SAN FRANCISCO: A bill introduced on Wednesday by US senators seeks to loosen the grip Apple and Google have on their lucrative online shops for apps and other digital content.
The measure backed by Democrats Richard Blumenthal and Amy Klobuchar and Republican, Marsha Blackburn would have to make its way through Congress to become law.
The bill would make it illegal for app store operators to require use of their own payment systems for transactions, a tactic that lets Apple and Google collect commissions on sales at their respective shops.
The legislation also calls for app store operators who also control device operating systems, as do Apple and Google, to allow users ways to get apps from places other than their stores.
“As mobile technologies have become essential to our daily lives, it has become clear that a few gatekeepers control the app marketplace, wielding incredible power over which apps consumers can access,” Klobuchar said in a release.
Apple and Google have fought off accusations that they make it difficult — in Apple’s case, impossible — to buy apps from anywhere other than the app stores that come pre-installed on their phones.
Apple’s App Store and Google’s Play Store both charge up to 30 percent commission on payments made within apps bought there, requiring used of their own payment systems that collect their shares of transactions.

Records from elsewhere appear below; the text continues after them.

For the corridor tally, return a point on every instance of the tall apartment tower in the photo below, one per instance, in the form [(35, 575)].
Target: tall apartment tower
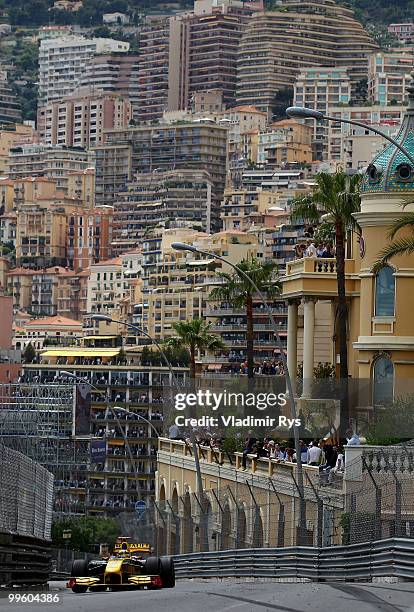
[(321, 88), (62, 61), (146, 150), (191, 52), (116, 72), (275, 46)]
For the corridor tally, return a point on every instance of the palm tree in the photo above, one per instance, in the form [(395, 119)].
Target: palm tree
[(194, 336), (238, 292), (337, 195), (403, 245)]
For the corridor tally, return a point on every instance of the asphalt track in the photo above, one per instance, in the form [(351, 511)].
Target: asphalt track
[(233, 595)]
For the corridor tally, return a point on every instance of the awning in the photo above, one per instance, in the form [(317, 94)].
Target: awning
[(200, 262), (86, 352), (98, 337)]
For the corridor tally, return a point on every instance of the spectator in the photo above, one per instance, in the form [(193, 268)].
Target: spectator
[(352, 438), (314, 454), (248, 447), (320, 249), (311, 249), (338, 467), (328, 251), (331, 455)]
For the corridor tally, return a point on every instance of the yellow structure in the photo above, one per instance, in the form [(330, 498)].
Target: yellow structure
[(381, 336)]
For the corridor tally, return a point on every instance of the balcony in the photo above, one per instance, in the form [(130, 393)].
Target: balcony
[(312, 276)]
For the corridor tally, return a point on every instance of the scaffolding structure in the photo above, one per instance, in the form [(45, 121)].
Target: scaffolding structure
[(36, 420)]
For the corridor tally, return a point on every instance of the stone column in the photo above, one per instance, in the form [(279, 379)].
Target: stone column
[(292, 340), (308, 344)]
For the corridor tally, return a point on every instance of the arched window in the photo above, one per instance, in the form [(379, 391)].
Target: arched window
[(385, 292), (383, 377)]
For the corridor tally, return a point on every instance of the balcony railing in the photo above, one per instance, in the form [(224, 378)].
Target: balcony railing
[(317, 265)]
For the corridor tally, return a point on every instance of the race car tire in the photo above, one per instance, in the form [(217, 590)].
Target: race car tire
[(100, 588), (167, 572), (80, 568), (77, 588), (152, 566)]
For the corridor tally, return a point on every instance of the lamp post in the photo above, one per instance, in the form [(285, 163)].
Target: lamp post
[(108, 409), (180, 246), (137, 416), (140, 331), (300, 112)]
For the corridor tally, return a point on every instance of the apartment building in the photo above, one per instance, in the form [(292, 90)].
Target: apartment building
[(52, 162), (62, 61), (116, 72), (113, 171), (190, 52), (375, 115), (175, 284), (10, 111), (321, 88), (403, 31), (161, 76), (161, 199), (11, 137), (275, 46), (105, 286), (388, 76), (89, 237), (46, 331), (79, 120), (81, 185), (285, 142), (194, 145)]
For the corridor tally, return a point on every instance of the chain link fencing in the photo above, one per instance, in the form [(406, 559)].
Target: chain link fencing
[(26, 495)]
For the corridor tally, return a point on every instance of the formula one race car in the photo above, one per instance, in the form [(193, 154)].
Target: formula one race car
[(128, 567)]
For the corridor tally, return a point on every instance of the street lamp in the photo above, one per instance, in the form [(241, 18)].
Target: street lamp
[(181, 246), (108, 408), (137, 416), (139, 330), (300, 112)]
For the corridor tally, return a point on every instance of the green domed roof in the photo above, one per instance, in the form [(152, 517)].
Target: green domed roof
[(391, 170)]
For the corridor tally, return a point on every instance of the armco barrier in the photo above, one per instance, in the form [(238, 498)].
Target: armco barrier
[(393, 557), (24, 560)]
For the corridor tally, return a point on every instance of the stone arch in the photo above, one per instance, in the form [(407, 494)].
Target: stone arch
[(241, 528), (162, 497), (187, 524), (226, 527), (206, 523), (174, 500), (258, 538)]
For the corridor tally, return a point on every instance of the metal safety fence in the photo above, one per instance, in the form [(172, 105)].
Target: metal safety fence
[(393, 557), (26, 495)]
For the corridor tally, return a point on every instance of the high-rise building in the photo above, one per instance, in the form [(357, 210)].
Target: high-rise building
[(161, 199), (388, 76), (117, 72), (53, 162), (320, 88), (10, 111), (161, 69), (190, 52), (197, 145), (62, 62), (276, 45), (339, 133), (80, 119)]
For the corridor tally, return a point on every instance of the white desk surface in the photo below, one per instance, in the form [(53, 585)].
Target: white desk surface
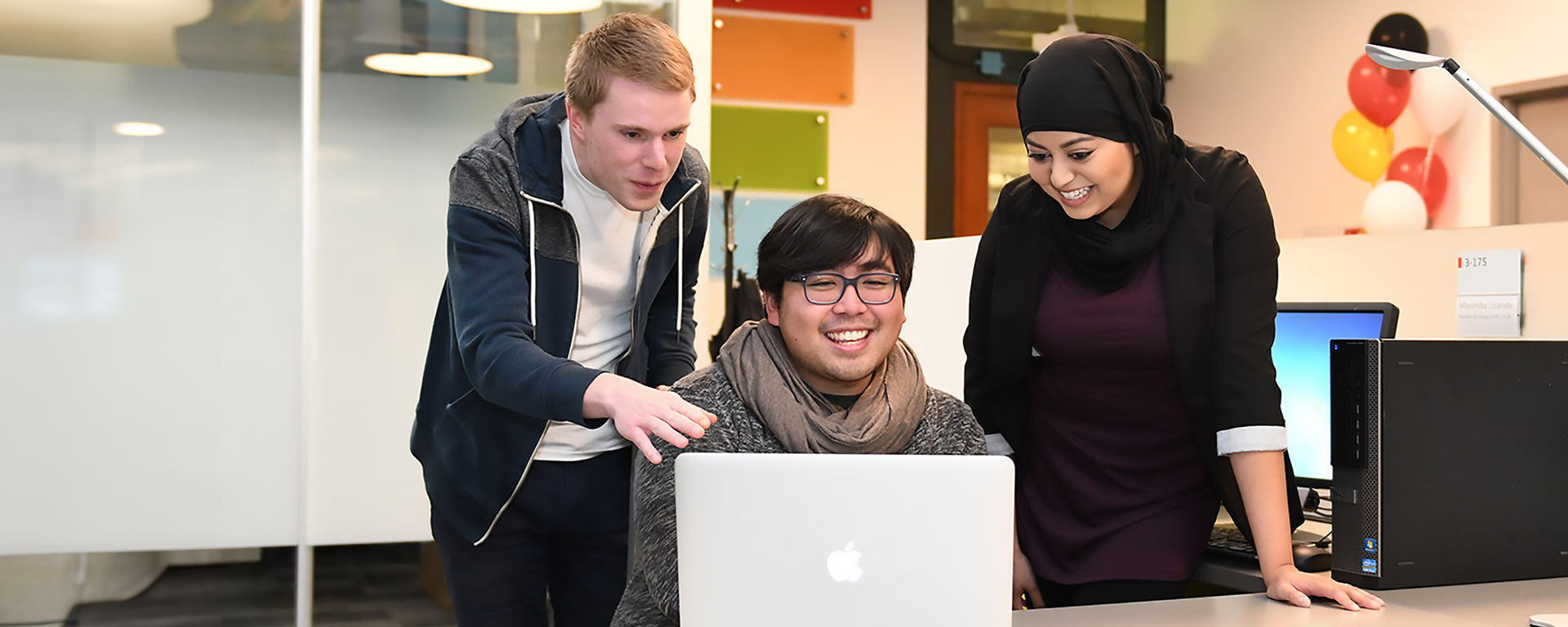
[(1484, 604)]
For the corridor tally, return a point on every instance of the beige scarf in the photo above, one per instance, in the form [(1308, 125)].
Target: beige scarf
[(882, 420)]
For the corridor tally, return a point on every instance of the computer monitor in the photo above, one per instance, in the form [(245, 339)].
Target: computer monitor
[(1300, 354)]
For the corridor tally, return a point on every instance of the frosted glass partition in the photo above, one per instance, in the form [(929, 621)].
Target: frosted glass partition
[(149, 308), (156, 334), (386, 148)]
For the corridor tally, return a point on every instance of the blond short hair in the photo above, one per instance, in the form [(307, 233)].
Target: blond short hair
[(630, 46)]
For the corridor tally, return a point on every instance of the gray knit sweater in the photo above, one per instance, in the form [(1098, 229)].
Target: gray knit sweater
[(653, 591)]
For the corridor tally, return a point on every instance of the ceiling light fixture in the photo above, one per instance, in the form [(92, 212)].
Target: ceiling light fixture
[(543, 7), (429, 64), (138, 129)]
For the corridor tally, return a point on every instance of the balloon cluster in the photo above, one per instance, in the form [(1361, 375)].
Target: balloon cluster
[(1414, 180)]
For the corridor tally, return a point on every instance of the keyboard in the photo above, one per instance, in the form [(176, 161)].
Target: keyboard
[(1230, 541)]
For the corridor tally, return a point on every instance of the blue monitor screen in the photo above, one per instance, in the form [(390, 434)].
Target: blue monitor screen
[(1300, 356)]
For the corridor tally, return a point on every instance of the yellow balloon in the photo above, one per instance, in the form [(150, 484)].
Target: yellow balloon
[(1361, 146)]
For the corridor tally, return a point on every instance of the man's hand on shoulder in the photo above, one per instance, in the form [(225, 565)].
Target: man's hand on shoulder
[(640, 411)]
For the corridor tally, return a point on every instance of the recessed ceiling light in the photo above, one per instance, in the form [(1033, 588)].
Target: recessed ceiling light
[(138, 129), (530, 5), (429, 64)]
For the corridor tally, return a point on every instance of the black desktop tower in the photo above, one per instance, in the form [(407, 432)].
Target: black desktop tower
[(1450, 461)]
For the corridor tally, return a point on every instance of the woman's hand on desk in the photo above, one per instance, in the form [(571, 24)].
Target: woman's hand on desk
[(1294, 587)]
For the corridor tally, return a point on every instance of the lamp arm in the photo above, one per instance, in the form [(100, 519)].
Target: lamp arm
[(1509, 121)]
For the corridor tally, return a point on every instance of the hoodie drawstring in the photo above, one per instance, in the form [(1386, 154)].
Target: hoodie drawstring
[(533, 273), (681, 260)]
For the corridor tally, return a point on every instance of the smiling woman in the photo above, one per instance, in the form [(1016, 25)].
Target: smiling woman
[(1121, 314)]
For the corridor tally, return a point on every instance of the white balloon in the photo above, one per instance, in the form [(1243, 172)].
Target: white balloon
[(1437, 99), (1394, 207)]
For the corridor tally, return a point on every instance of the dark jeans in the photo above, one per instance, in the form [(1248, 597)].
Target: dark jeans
[(564, 535), (1114, 591)]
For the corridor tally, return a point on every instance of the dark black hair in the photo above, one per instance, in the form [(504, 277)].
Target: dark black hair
[(826, 231)]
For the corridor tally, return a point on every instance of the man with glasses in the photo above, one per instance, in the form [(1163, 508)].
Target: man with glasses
[(823, 373)]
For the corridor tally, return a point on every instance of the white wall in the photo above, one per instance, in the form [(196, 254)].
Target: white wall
[(1269, 78)]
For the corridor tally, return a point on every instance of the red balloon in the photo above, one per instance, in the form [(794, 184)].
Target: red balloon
[(1379, 93), (1429, 176)]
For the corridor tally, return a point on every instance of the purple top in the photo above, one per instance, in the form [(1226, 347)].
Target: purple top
[(1116, 488)]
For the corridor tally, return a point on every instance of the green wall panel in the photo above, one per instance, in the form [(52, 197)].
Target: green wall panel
[(770, 148)]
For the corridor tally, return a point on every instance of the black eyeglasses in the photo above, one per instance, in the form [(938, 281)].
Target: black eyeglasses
[(830, 287)]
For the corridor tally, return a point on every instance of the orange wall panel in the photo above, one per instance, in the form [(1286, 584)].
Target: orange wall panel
[(826, 8), (780, 60)]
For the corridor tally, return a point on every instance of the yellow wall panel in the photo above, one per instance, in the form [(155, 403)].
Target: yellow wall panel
[(780, 60)]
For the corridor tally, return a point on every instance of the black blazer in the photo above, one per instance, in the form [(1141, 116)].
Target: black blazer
[(1218, 267)]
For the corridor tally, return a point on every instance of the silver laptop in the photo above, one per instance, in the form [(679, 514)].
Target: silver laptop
[(844, 540)]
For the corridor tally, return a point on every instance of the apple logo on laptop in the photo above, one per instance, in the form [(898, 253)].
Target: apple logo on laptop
[(845, 565)]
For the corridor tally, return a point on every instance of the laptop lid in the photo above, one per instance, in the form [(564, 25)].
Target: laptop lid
[(770, 540)]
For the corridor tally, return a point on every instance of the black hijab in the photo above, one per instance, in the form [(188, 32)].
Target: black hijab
[(1106, 87)]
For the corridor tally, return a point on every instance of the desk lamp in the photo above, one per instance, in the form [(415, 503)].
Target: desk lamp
[(1396, 59)]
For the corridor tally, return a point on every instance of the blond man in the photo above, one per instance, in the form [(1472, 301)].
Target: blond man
[(574, 231)]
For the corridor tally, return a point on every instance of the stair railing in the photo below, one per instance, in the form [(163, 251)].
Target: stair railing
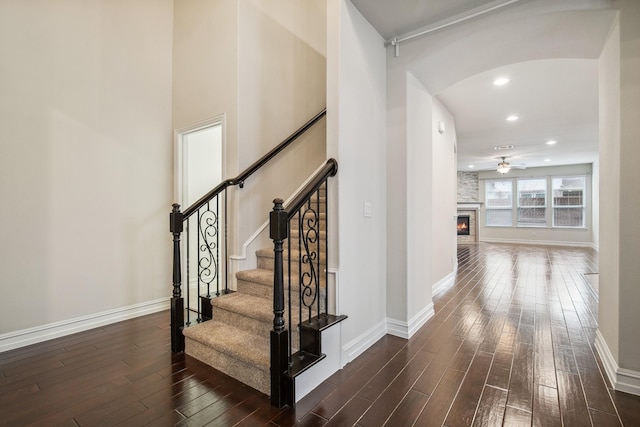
[(300, 280), (210, 218)]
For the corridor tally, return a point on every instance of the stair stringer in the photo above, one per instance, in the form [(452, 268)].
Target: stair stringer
[(314, 376)]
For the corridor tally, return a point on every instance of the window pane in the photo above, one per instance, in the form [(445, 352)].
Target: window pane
[(499, 217), (568, 201), (532, 216), (568, 217), (532, 199), (499, 202)]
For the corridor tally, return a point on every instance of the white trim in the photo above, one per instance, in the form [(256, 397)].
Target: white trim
[(625, 380), (358, 345), (178, 151), (446, 281), (17, 339), (537, 242), (406, 330)]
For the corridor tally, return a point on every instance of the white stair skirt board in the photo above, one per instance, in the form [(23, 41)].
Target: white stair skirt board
[(13, 340), (314, 376), (622, 379), (406, 330)]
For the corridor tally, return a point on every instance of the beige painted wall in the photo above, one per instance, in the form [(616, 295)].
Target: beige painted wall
[(281, 85), (264, 68), (85, 157)]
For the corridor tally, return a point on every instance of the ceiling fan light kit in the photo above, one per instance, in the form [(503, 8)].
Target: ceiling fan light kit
[(503, 166)]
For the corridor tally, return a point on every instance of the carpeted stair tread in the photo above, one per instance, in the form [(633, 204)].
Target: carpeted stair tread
[(257, 275), (248, 305), (269, 253), (232, 341), (262, 276)]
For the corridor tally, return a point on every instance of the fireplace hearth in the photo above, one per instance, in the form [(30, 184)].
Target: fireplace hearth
[(463, 225)]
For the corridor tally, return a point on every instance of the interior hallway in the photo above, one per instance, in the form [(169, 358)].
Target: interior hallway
[(510, 344)]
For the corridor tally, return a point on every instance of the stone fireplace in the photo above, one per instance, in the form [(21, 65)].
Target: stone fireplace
[(467, 223)]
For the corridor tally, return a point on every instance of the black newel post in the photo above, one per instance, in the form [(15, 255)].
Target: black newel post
[(177, 303), (281, 394)]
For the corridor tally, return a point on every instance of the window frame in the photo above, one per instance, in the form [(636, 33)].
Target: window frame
[(549, 204), (519, 206), (486, 203), (583, 206)]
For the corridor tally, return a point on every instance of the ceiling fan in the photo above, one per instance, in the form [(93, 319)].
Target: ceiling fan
[(504, 166)]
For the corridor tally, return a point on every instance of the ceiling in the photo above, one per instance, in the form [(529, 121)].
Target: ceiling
[(555, 97)]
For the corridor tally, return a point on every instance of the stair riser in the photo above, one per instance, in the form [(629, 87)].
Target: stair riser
[(258, 327), (267, 263), (261, 291)]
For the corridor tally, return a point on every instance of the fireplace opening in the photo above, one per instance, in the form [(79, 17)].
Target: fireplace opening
[(463, 225)]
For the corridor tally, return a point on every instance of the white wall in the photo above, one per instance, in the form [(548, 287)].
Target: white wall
[(421, 195), (419, 208), (356, 102), (444, 194), (629, 179), (617, 341), (609, 112), (85, 158), (541, 235)]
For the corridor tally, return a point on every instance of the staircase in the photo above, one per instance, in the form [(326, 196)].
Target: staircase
[(236, 341), (268, 332)]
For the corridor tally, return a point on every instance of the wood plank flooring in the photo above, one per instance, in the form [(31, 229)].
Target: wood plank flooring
[(511, 343)]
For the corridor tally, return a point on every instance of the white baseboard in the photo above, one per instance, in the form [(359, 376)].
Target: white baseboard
[(538, 242), (13, 340), (446, 281), (406, 330), (622, 379), (358, 345)]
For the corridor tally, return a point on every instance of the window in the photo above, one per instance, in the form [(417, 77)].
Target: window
[(499, 202), (568, 201), (532, 202)]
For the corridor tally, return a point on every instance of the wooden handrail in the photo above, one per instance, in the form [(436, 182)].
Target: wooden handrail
[(239, 180)]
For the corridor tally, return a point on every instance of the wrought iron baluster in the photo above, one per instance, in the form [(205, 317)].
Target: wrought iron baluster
[(188, 281), (177, 303)]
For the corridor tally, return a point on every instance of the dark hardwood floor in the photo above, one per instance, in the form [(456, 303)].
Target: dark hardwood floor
[(511, 344)]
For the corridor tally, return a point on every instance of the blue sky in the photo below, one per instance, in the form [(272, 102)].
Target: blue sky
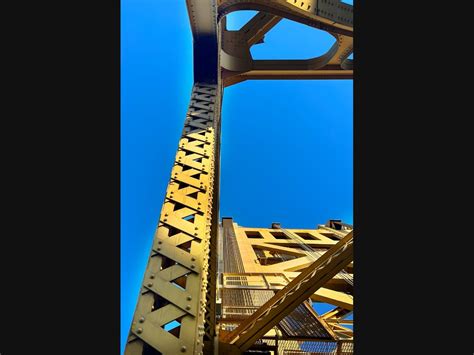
[(286, 145)]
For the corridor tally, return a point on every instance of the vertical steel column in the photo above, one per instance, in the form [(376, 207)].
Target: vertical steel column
[(171, 310)]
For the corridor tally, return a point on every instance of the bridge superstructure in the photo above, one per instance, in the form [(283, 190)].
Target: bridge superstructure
[(213, 287)]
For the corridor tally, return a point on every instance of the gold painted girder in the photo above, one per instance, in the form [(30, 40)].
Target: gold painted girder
[(174, 286), (309, 281)]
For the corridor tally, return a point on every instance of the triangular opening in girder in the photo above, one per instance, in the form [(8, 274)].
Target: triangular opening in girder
[(293, 40)]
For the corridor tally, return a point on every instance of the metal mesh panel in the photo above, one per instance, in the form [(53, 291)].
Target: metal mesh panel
[(294, 347), (302, 323)]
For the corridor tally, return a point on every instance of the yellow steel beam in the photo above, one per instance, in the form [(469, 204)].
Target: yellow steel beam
[(174, 287), (287, 299), (258, 26), (333, 16), (336, 298)]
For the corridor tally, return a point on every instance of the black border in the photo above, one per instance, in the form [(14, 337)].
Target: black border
[(60, 244), (60, 141)]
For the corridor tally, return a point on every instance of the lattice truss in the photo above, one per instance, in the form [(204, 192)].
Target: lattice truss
[(267, 261), (171, 309)]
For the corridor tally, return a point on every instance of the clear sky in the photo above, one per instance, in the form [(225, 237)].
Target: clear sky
[(286, 145)]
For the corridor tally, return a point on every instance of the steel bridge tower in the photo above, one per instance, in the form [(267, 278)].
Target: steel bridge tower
[(214, 287)]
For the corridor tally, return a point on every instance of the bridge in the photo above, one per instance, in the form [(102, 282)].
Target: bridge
[(214, 287)]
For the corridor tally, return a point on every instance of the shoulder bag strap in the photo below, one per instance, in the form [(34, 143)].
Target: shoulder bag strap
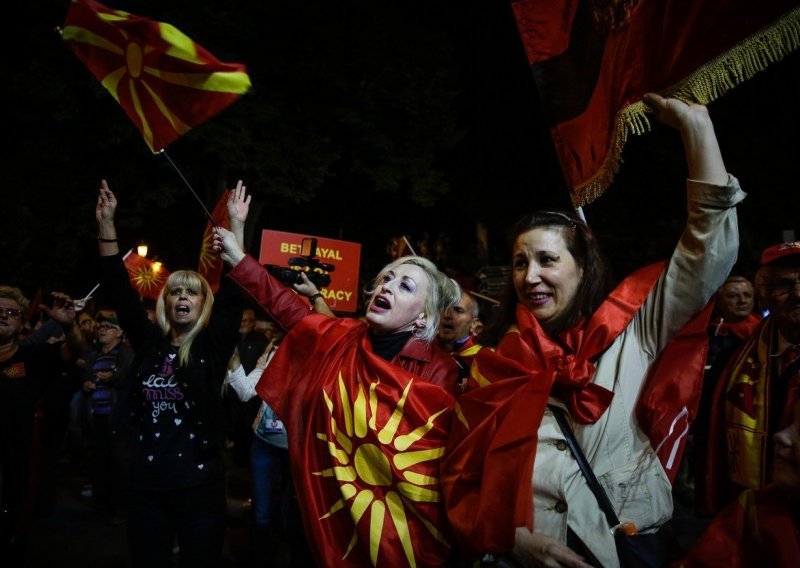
[(594, 485)]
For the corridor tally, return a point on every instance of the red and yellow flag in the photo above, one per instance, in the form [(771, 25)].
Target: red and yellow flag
[(592, 62), (365, 441), (166, 83), (210, 265), (147, 277)]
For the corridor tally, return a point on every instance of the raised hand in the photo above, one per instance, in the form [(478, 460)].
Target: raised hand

Apple and Google have maintained that commissions charged are standard in the industry, and fair compensation for building safe marketplaces where developers can reach people around the world.
“For years, Apple and Google have squashed competitors and kept consumers in the dark – pocketing hefty windfalls while acting as supposedly benevolent gatekeepers of this multi-billion dollar market,” Blumenthal said in the release.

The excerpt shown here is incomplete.